久々の家

『レベルが上がりました。』


 実は急に慣れない現代に来てしまったグランにも家に来てもらうつもりだったのだが、断られてしまった。

 

 なんか・・・「友人の魔力反応がある!!」とか興奮してどこかに行ってしまったが、俺には関係ない。

 まぁ心配だったのでスケルトンとスライムの魔石130個を換金して手に入れた三万七千円のうち何かあった時の頼みの綱として一万をグランに渡した。

 

 爺さんは・・・身分証もないはずだけど大丈夫かな・・・?

 飯も睡眠も必要ないとは言っていたが心配ではある。

 とりあえず、二日後いつものダンジョンで待ち合わせる事にした。


 それはさておき、今回は魔石の査定が高かった。

 全くダンジョン様様ということだ。

 なので俺は今、妹の雷華と一緒にのんびりしている。


「・・・それでさ、私ダンジョン実習でステータス貰ったんだよね。」


 ダンジョン行ったばかりであんまり聞きたい話題じゃなかったが、雷華は女神のような美少女の笑顔で相殺してきた。

 これは俺じゃなきゃ惚れてるね!!全く。


「それで、ユニークスキルっていう珍しいスキルもゲットできて・・・」


 ユニークスキルだと!!

 我が妹ながらやるではないか。

 "ユニークスキル"ってのはグラン曰く同時にたった一人しか所有できない強力なスキルらしい。

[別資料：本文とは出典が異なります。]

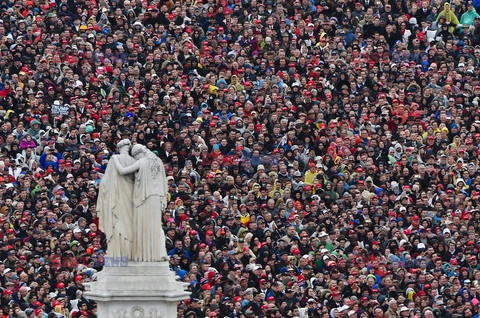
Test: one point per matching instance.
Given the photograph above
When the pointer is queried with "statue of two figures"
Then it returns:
(131, 201)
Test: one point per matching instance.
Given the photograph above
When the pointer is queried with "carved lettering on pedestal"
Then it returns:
(137, 312)
(120, 313)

「まじか!凄いな!!で、どんなユニークスキルなんだ?」


「ユニークスキル『嫉妬エンヴィー』って言って、大罪系以外の対象スキルをコピーできるってステータスに書いてあった。」


「とんでもねえな!超強いじゃん・・・なんか自信なくすなぁ。」


 俺はちょっと落ち込んだ。

 そもそも家庭の助けになりたかったのもあって探索者になったのに妹の方が強そうなスキルを持ってるなんて・・・・

 というか大罪系って七個あるラノベで見るヤツか?

 俺の『怠惰スロウス』とも関係あるかもしれない。


「いやいや、お兄ちゃんはすごいよ!探索に行く勇気もあんまりないし・・・

 大体、モンスターも怖いし・・・。」


「それもそうだな、モンスターとか危険そうだしなんか・・・近づきたい感じでもないよな。雷華が弱くてもお兄ちゃんが強くなって守るから安心しろよ。」


 危なかった!

 妹がモンスター怖い系女子で良かった!!

 これは・・・兄の威厳をギリ保てたかな。

 これなら絶対強くならなそうだからしばらくは安心していいな。


 

 

「ありがとうお兄ちゃん。でも私、今決めた!

 卒業したらお兄ちゃんと一緒に冒険する。

 放っておけないし、私が付いていなきゃ・・・ダメなんだから!」


 雷華は頬を赤らめながらそう強く言い放った。

 ・・・どうしてこうなった!!

 強くなったらさらに頭が上がらなくなってしまう。

 


 ・・・その日は疲れていたので、いつも通り毛布を被って爆睡した。